27/05/2015 116kms north of Augathella, we pulled into Tambo, a nice little outback town with a population of 500. It was a great little stopover. We spent some time looking through the Post and Telegraph Museum housed in the Post and Telegraph Office built in 1876. Next to this is a small building that was originally built onto the Post and Telegraph Office a one room addition. Both the old buildings now house a collection of post and telegraph artefacts as well as displays of the history of the Tambo area. We both thought the town looked very well presented and preserved. A lot of the building along the main street dated back to the 1800s and 1900s and appeared well maintained and pretty much unaltered from their original design. So it gave an impression of how the town may have looked back then.
An hour north, we pulled into Blackall, located on the banks of the Barcoo River. We now felt we were well and truly in the Outback as this was the site of the famous Black Stump. Standing on the eastern side of the stump, we were still “This Side Of The Black Stump”, and on the western side, we were “Beyond the Black Stump”. Surprising how one small step made you feel more remote and uncivilised. I was surprised to see that the Black Stump was actually an impressive petrified tree trunk, replacing the original blackened timber stump destroyed by fire.
A splash-‘n-dash fuel stop and we were on our way to Lara Station, 80kms north on the Landsborough Highway, then 13kms of dirt road into the Lara Wetlands, just beyond the station homestead. The wetlands is a real oasis in the dry outback, formed by the runoff from bores that drain to this central point forming a lake that has existed among the eucalypts for more than 100 years. It is very special spot.

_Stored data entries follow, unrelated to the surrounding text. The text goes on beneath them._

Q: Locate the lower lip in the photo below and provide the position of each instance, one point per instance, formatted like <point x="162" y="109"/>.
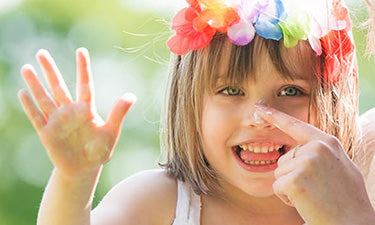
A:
<point x="255" y="168"/>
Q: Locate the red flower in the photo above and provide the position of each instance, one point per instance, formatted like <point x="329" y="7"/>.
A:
<point x="187" y="37"/>
<point x="339" y="51"/>
<point x="196" y="25"/>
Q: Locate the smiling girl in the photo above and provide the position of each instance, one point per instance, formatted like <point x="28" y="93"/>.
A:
<point x="260" y="126"/>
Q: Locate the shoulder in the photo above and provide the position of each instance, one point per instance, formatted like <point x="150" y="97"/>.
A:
<point x="148" y="197"/>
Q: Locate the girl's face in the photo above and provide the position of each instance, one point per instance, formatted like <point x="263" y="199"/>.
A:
<point x="229" y="123"/>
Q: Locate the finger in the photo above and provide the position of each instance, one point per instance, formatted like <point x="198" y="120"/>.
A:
<point x="33" y="113"/>
<point x="85" y="89"/>
<point x="119" y="111"/>
<point x="300" y="131"/>
<point x="288" y="156"/>
<point x="285" y="199"/>
<point x="285" y="166"/>
<point x="44" y="101"/>
<point x="54" y="79"/>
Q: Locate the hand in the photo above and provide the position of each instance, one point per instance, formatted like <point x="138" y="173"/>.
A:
<point x="75" y="137"/>
<point x="320" y="181"/>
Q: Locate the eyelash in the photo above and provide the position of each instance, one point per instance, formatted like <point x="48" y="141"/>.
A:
<point x="231" y="88"/>
<point x="241" y="93"/>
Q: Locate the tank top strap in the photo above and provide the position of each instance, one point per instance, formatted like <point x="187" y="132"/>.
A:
<point x="188" y="206"/>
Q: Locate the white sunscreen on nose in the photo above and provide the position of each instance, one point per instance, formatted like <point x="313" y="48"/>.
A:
<point x="257" y="119"/>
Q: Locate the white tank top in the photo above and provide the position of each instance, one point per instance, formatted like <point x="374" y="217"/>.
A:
<point x="188" y="208"/>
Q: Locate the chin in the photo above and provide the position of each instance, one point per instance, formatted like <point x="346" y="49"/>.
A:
<point x="264" y="193"/>
<point x="259" y="188"/>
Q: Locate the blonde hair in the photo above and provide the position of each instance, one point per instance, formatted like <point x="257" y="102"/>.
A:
<point x="191" y="75"/>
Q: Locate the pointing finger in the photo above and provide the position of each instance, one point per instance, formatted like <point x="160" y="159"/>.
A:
<point x="54" y="79"/>
<point x="119" y="111"/>
<point x="33" y="113"/>
<point x="300" y="131"/>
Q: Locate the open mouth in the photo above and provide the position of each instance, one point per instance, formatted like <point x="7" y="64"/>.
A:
<point x="264" y="158"/>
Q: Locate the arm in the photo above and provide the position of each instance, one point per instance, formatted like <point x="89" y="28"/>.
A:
<point x="77" y="140"/>
<point x="68" y="201"/>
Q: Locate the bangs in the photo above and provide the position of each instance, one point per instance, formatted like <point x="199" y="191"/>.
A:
<point x="234" y="65"/>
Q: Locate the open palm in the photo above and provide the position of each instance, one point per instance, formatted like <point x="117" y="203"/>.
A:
<point x="76" y="138"/>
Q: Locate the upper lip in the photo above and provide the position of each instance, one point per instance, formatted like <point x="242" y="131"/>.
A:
<point x="260" y="142"/>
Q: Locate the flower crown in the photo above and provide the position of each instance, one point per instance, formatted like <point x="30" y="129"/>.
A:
<point x="325" y="23"/>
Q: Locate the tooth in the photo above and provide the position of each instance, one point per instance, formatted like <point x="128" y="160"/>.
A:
<point x="264" y="149"/>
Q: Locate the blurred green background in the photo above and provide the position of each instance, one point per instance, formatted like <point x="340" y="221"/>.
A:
<point x="126" y="39"/>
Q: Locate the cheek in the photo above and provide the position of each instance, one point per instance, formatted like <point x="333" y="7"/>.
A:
<point x="299" y="110"/>
<point x="218" y="123"/>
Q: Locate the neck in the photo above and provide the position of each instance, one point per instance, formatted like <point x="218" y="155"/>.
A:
<point x="249" y="204"/>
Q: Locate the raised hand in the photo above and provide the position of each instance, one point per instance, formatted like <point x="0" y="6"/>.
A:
<point x="76" y="138"/>
<point x="319" y="179"/>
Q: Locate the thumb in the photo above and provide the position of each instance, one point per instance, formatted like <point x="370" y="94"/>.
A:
<point x="285" y="199"/>
<point x="118" y="112"/>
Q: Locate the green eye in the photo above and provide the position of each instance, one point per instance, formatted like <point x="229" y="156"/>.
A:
<point x="231" y="91"/>
<point x="290" y="91"/>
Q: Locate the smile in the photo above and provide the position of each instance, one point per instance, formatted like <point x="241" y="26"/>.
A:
<point x="259" y="158"/>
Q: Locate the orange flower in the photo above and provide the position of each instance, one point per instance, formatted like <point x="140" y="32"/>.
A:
<point x="218" y="14"/>
<point x="187" y="37"/>
<point x="339" y="51"/>
<point x="196" y="25"/>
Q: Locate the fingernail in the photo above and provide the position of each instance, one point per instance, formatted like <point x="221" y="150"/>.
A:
<point x="83" y="51"/>
<point x="129" y="97"/>
<point x="263" y="108"/>
<point x="27" y="67"/>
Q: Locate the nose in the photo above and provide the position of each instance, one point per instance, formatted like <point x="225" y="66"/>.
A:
<point x="253" y="120"/>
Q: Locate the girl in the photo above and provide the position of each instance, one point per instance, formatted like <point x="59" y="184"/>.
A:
<point x="260" y="125"/>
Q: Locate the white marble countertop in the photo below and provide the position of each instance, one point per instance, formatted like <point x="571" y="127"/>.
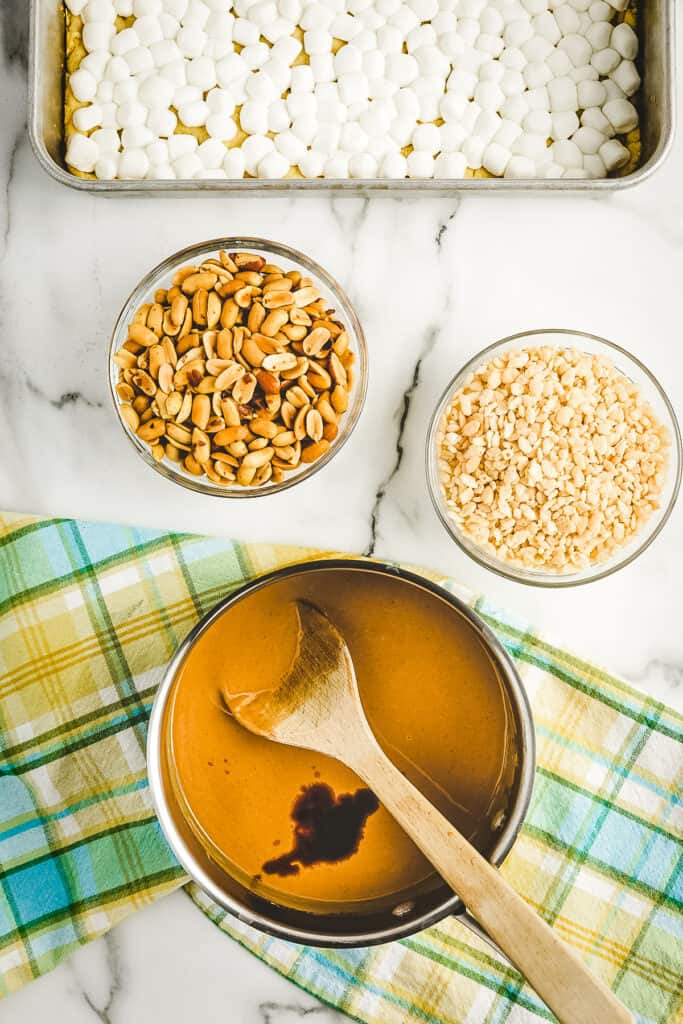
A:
<point x="433" y="281"/>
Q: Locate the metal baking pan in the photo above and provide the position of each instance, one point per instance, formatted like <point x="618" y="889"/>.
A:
<point x="46" y="125"/>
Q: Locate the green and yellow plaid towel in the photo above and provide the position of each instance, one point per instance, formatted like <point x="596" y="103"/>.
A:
<point x="89" y="615"/>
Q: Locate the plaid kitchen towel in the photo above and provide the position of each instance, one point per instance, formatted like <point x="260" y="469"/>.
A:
<point x="89" y="615"/>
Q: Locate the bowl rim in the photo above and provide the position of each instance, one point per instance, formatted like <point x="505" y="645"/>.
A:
<point x="534" y="578"/>
<point x="452" y="904"/>
<point x="349" y="315"/>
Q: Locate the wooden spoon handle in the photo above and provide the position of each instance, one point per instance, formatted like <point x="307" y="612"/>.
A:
<point x="555" y="971"/>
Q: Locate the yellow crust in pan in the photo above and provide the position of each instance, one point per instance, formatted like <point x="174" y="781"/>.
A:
<point x="76" y="51"/>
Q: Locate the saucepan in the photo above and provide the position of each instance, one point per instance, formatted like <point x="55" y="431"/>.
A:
<point x="348" y="926"/>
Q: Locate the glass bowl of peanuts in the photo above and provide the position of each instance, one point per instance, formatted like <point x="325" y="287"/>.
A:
<point x="554" y="458"/>
<point x="238" y="368"/>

Of the 52 known species of birds, we photographed 26 and quickly realised that we needed bigger lenses than the ones we had – straight onto the Present List. We set up camp in a large area right on the water’s edge and with plenty of privacy away from the nearest neighbours, and spent two relaxing days birdwatching, watching the colours of the bush and water change during the day, and stargazing at night sitting around the camp fire.